I’m working through Wasserman’s *All of Nonparametric Statistics*, a wonderful and concise tour of nonparametric techniques. What is nonparametric statistics? It is a collection of estimation techniques that make as few assumptions as possible about the distribution from which your data came.

Let’s work through an example in R that’s mentioned in Chapter 3 of the book but not worked in much detail. We’ll use the nerve data set from Cox and Lewis (1966) frequently referenced by Wasserman and available on his website (data | description). The data measures the waiting time between pulses along a nerve fiber.

1 2 3 4 5 |
# load the data data_url = "http://www.stat.cmu.edu/~larry/all-of-nonpar/=data/nerve.dat" download.file(data_url, "nerve.dat") wt = scan("nerve.dat") n = length(wt) |

### Estimating the CDF

Given a sample $x_1,…,x_n \sim F$, where $F$ is a CDF, we can approximate $F$ by the empirical CDF:

$$\hat{F}(x) = \frac{1}{n}\sum_{i=1}^n I_{x_i}(x)$$ where $I_{x_i}$ is $0$ for $x<x_i$ and 1 otherwise. The $\hat{F}$ is designed so that the cumulative probability increases by $1/n$ after each sample points $x_i$. We can plot $\hat{F}$ with the following R snippet:

1 2 3 4 5 6 7 8 9 10 11 |
# empirical CDF F_hat = function(x) { sum(wt<=x)/length(wt) } # construct plot t = seq(0, 1.5, by=1.5/10000) pr = vapply(t, F_hat, 1) plot(t, pr, xlab="wait time", ylab="probability", type="s", col="blue", lwd=2) points(wt, vapply(wt, F_hat, 1), type="p", pch=20, cex=0.7, col="red", lwd=0) rug(wt) # adds the "rug" plot to the bottom of the plot |

### Estimating the Skewness

The skewness of a distribution is a measure of its symmetry. The skewness of a distribution $F$ is the third standardized moment of the distribution:

$$E\left[\frac{(x-\mu)^3}{\sigma^3}\right] =\frac{1}{\sigma^3} \int (x –\mu)^3 dF.$$

A normal distribution is perfectly symmetric and therefore has skewness $0$.
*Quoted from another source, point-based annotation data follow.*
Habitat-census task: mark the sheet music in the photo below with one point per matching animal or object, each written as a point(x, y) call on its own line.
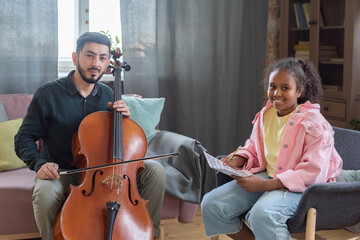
point(218, 165)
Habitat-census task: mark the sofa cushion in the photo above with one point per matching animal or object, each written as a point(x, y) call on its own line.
point(146, 112)
point(16, 105)
point(349, 176)
point(3, 115)
point(16, 212)
point(8, 158)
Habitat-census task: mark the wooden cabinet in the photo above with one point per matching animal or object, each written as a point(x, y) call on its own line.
point(332, 25)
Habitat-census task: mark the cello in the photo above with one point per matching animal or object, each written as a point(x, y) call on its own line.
point(106, 204)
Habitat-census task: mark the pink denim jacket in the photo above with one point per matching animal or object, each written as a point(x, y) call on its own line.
point(307, 155)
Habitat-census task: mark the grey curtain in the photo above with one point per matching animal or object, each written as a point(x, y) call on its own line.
point(206, 57)
point(28, 44)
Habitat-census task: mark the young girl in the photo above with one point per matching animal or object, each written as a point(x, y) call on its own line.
point(291, 147)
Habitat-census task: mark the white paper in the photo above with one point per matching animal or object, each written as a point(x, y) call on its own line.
point(219, 166)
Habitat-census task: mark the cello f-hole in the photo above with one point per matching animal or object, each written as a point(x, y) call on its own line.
point(92, 184)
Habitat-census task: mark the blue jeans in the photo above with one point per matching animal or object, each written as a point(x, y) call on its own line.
point(267, 212)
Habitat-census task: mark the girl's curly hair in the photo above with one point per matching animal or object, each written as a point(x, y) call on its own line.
point(305, 75)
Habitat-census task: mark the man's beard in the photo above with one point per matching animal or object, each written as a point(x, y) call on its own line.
point(92, 79)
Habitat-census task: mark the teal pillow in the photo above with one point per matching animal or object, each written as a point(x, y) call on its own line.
point(349, 176)
point(3, 115)
point(146, 112)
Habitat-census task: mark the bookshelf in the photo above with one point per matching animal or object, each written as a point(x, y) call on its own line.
point(330, 39)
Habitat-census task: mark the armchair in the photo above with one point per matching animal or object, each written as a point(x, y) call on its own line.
point(325, 206)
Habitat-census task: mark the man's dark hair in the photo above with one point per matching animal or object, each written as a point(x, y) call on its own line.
point(92, 37)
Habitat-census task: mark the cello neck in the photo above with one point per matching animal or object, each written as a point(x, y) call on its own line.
point(117, 130)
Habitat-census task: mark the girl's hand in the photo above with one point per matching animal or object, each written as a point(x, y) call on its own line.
point(235, 162)
point(121, 107)
point(256, 184)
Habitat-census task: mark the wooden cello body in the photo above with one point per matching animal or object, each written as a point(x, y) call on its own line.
point(106, 204)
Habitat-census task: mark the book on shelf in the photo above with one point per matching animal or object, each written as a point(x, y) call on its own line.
point(303, 13)
point(306, 7)
point(296, 16)
point(327, 54)
point(299, 47)
point(331, 87)
point(337, 60)
point(327, 47)
point(300, 15)
point(303, 42)
point(302, 56)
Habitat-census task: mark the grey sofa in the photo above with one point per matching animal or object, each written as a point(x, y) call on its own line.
point(336, 205)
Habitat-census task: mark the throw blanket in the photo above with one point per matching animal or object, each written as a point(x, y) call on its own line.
point(188, 176)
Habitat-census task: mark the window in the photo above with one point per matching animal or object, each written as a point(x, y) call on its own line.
point(78, 16)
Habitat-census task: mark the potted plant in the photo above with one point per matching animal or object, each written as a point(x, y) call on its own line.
point(355, 123)
point(115, 41)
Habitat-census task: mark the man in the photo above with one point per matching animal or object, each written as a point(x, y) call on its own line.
point(54, 115)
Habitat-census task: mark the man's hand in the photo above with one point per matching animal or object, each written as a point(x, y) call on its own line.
point(48, 171)
point(121, 107)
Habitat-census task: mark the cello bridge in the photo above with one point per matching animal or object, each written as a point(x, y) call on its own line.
point(117, 180)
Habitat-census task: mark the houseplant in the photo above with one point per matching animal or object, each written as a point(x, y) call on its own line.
point(115, 47)
point(355, 123)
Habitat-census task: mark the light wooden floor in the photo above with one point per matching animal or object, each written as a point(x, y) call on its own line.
point(195, 231)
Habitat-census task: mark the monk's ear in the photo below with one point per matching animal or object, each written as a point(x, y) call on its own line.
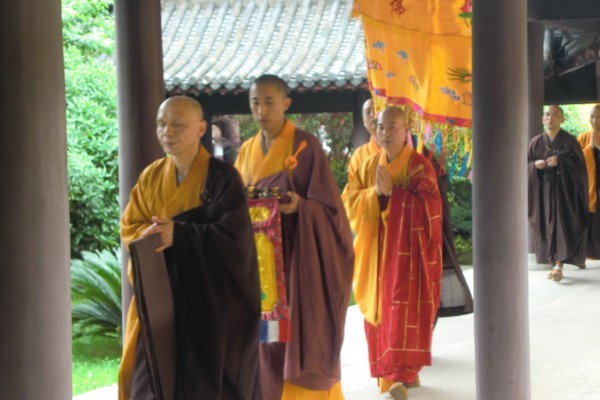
point(287, 103)
point(201, 129)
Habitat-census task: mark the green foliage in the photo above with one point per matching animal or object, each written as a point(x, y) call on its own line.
point(95, 362)
point(464, 250)
point(459, 197)
point(88, 41)
point(96, 293)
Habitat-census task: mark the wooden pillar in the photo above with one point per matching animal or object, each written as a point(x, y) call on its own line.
point(535, 77)
point(359, 135)
point(535, 89)
point(35, 317)
point(500, 199)
point(140, 91)
point(597, 81)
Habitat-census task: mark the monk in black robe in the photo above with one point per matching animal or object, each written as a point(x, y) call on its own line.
point(194, 206)
point(558, 196)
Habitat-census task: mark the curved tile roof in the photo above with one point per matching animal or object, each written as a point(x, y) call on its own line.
point(223, 45)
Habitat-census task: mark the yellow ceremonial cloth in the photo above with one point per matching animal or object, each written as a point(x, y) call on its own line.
point(254, 166)
point(585, 139)
point(419, 54)
point(293, 392)
point(155, 194)
point(360, 155)
point(590, 164)
point(362, 207)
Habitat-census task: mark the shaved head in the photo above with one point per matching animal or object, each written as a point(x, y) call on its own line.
point(392, 129)
point(179, 126)
point(393, 112)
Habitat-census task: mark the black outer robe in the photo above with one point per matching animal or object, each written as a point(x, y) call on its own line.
point(593, 244)
point(454, 285)
point(214, 280)
point(558, 199)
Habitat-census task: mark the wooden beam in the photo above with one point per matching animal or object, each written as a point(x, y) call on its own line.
point(302, 102)
point(548, 10)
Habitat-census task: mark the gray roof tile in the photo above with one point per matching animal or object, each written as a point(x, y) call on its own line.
point(223, 45)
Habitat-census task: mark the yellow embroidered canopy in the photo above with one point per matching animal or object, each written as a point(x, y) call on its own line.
point(419, 54)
There are various estimators for the sample skewness. From the example above, we might chose to take: $$T = \frac{1}{\sigma} \int (x –\mu)^3 d\hat{F} = \frac{1}{n}\sum_{i=1}^n \left(\frac{ (x_i – \bar{x})}{\bar{\sigma}} \right)^3$$ where $\bar{x}$ is the sample mean and $\bar{\sigma}$ is the sample standard deviation. With this definition we can compute that the skewness is approximately $1.75794$.

1 2 3 4 5 6 7 8 9 |
skewness = function(x) { n = length(x) mu_hat = mean(x) m2 = sd(x) m3 = sum((x-mu_hat)**3)/n m3/(m2^3) } sk_plug = sk_form(wt) cat("Plug-in estimated skewness: ", sk_plug) |

### Standard Errors: Jackknife

How can we decide if the skewness estimate of $1.75794$ is significantly different from $0$? Let’s compute a confidence interval. To do this though, we’ll need a way to estimate standard errors for the distribution of the skewness estimator $T$. If we’re not willing to make any assumptions about this distribution, how can we estimate its standard errors? One approach is to apply the Jackknife algorithm. With the simplest version of Jackknife, we first estimate the skewness over the sample $n$ times, excluding one value at each pass. Let $T_{-i}$ denote the skewness estimate from the data $x_1,…,x_n$ with the $i$-th observation excluded. The Jackknife estimator is:

$$T_{\mathrm{jack}} = T – (n-1)\left(T – \sum_{i=1}^n T_{-i}\right) = \frac{1}{n} \sum_{i=1}^n \psi_i$$

where:

$$ \psi_i = nT – (n-1)T_{-i}$$

are called the pseudo-values. The estimated variance of $T$ via the Jackknife is

$$ V(T) = \frac{v_{\psi}}{n} $$

where $v_{\psi}$ is the sample variance of the pseudo-values. We compute this in R with:

1 2 3 4 |
sk_plug = skewness(wt) pseudo_values = vapply(1:n, function(i) (n*sk_plug - (n-1)*skewness(wt[-i])), 1) sk_se_jack = sqrt(var(pseudo_values)/n) cat("Jackknife estimated skewness SE: ", sk_se_jack) |

and we find that the standard error is approximately $0.1716485$. If we apply a normal confidence interval approximation, we estimate that a 95% confidence interval for the skewness of the nerve data is:

$$1.75794 \pm 2 \cdot 0.1716485$$

Because $0$ does not lie in this confidence interval, we can be fairly certain that the true distribution of the nerve wait times is skewed.